Step 8: Monitoring and Maintenance

Add monitoring endpoints and scripts:

# monitoring.sh
#!/bin/bash

echo "YokedCache FastAPI Application Monitoring"
echo "========================================"

# Check application health
echo "Application Health:"
curl -s http://localhost:8000/cache/health | jq .

echo -e "\nCache Statistics:"
curl -s http://localhost:8000/cache/stats | jq .

echo -e "\nCache Keys (sample):"
curl -s "http://localhost:8000/cache/keys?limit=10" | jq .

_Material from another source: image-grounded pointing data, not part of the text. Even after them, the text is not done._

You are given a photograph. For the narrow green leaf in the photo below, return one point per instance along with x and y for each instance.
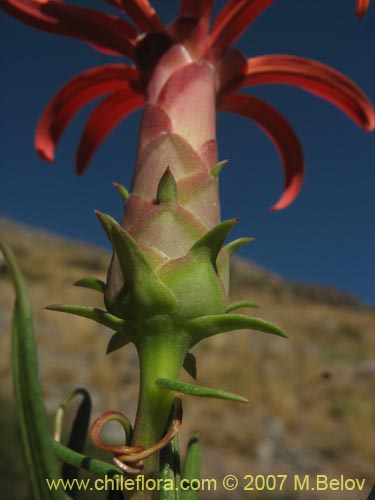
(122, 191)
(206, 326)
(190, 365)
(78, 433)
(198, 390)
(91, 283)
(192, 467)
(218, 168)
(79, 460)
(36, 439)
(240, 304)
(117, 341)
(169, 468)
(93, 313)
(235, 245)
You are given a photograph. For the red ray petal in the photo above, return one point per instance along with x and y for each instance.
(103, 120)
(280, 133)
(142, 14)
(200, 9)
(233, 20)
(316, 78)
(361, 7)
(72, 97)
(97, 28)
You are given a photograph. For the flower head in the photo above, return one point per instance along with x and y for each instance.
(126, 88)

echo -e "\nCLI Statistics:"
yokedcache stats --format json | jq .

Running the Complete Example

  1. Start Redis:

    docker run -d --name redis -p 6379:6379 redis:7
    

  2. Create some test data:

    # seed_data.py
    import asyncio
    import httpx
    
    async def seed_data():
        async with httpx.AsyncClient() as client:
            # Create users
            users = [
                {"name": "Alice Johnson", "email": "alice@example.com"},
                {"name": "Bob Smith", "email": "bob@example.com"},
                {"name": "Charlie Brown", "email": "charlie@example.com"},
            ]
    
            for user in users:
                await client.post("http://localhost:8000/users", json=user)
    
            # Create products
            products = [
                {"name": "Laptop", "description": "Gaming laptop", "price": 149999, "category": "electronics"},
                {"name": "Book", "description": "Python programming", "price": 2999, "category": "books"},
                {"name": "Coffee", "description": "Premium coffee", "price": 1299, "category": "food"},
            ]
    
            for product in products:
                await client.post("http://localhost:8000/products", json=product)
    
    asyncio.run(seed_data())
    

  3. Run the application:

    uvicorn app:app --reload --port 8000
    python seed_data.py
    python test_cache_performance.py
    

  4. Monitor with CLI:

    yokedcache stats --watch
    

Key Takeaways

  1. Automatic Caching: Using cached_dependency automatically caches database queries
  2. Auto-Invalidation: Cache entries are automatically cleared when data changes
  3. Performance Gains: Typical speedups of 10-100x for cached operations
  4. Function Caching: Use @cached decorator for expensive computations
  5. Monitoring: Built-in statistics and health checks for production monitoring
  6. Configuration: Environment-specific configurations for development, staging, and production

This tutorial demonstrates a production-ready FastAPI application with comprehensive caching. The patterns shown here can be adapted to any FastAPI application for significant performance improvements.